At the same time, digital media consumption has increased by 49 percent since 2013, reports Contently.
So, if your content marketing is not delivering the ROI you expect, it’s time to look outside the marketing silo and take a closer looking at how journalists create their content. Journalism and marketing are not mutually exclusive fields, after all.
In fact, there's a lot marketers can learn from journalists. Consider the following three lessons for improving your content marketing.
1. Pull from the headlines.
From pop culture to sports to current events, what are the major trends making news right now? Your content marketing doesn’t have to be exclusively about this topic, but it’s a smart angle to use to stand out in a sea of the same content.
In October, Volkswagen made headlines for manipulating software in its cars to hide emissions problems. Journalists nicknamed the scandal "Diesel Gate." And some companies took note: Binary Options Reporter, for example, smartly tweaked its content marketing strategy to address this hot topic.
Binary Options Reporter even published a blog post titled “Volkswagen Diesel Disaster Continues.” The post focused on the latest revelations from the VW disaster before subtly referencing its own company's service, binary options trading. The focus was on how consumers could handle any VW stock they might hold, as part of an investing strategy.
2. Don’t 'bury the lead.'
“Don’t bury the lead” is a popular saying in journalism, and it certainly applies to content marketing. Burying the lead means forcing a reader to plow through several paragraphs in an article, post or story before reaching the main point. No one wants to open a newspaper and read through three paragraphs in order to find out the big news.

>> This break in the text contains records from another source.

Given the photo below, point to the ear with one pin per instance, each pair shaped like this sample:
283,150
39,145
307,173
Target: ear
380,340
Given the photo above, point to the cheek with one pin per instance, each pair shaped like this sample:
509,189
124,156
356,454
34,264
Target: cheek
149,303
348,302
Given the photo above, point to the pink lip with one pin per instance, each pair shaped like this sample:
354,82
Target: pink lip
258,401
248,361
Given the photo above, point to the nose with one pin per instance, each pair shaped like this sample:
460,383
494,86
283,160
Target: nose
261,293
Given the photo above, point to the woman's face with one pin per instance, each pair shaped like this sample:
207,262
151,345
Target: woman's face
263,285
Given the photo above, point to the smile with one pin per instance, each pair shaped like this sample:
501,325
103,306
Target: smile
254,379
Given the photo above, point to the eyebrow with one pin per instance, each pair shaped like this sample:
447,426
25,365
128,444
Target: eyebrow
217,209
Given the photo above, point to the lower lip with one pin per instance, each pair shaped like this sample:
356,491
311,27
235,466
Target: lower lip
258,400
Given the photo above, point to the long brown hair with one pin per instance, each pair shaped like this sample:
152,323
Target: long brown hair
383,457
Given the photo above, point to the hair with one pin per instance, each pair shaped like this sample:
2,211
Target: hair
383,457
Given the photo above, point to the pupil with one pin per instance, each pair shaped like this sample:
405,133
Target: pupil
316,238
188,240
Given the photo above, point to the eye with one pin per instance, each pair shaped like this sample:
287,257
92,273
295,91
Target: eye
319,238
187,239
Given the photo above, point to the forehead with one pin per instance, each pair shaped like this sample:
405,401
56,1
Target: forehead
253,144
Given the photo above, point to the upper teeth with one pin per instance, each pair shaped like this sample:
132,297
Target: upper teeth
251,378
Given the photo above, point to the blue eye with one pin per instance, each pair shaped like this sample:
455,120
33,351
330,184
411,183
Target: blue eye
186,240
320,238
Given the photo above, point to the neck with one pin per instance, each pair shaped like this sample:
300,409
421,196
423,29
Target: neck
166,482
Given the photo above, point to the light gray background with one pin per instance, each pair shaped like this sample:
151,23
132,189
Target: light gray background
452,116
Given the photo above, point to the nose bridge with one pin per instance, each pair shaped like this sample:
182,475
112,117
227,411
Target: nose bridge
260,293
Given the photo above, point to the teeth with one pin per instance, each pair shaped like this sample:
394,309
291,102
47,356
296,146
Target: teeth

The same is true for content marketing. Your target audience members have a short attention span. They’re scanning your blog content while waiting in line to order their coffee, commuting to work in the morning or downing mouthfuls of lunch at their desks. So, get straight to the point. Content marketing (even white papers) are not an academic paper in college: Brevity and clarity are to be rewarded. Keep content scannable: Make headers, bullet points and numbered lists work for you.
3. Be a storyteller.
Great journalists find a human angle for their stories and you should, too. Don’t hide behind a brand or idea. Put a human face on your stories. For example, if you’re writing about a common problem affecting many of your clients, open your piece with a brief story about how Client XYZ addressed this problem.
Always ask clients, of course, for permission before sharing their stories. You may be surprised by just how positive the feedback is and how many clients want to be part of your case studies!
Remember, each piece of content you produce should support your business’ long-term marketing and branding goals. This means that in addition to each piece being a great stand-alone story in itself, your various pieces must work together to tell one larger coherent story about your business.
Not sure how to get started? Content Marketing Institute published a fantastic guide to business storytelling last year and its key points remain relevant today.
Bottom line: As your business prepares for 2016, it’s easy to get swept up in the new marketing trends and the growing demand for visual, interactive content. Before you add those bells and whistles on to your own content marketing strategy, be sure that that strategy is solidly grounded in the principles of journalism.
Create a great hook by pulling from the headlines. Never bury the lead. And bring a human angle to every story you tell.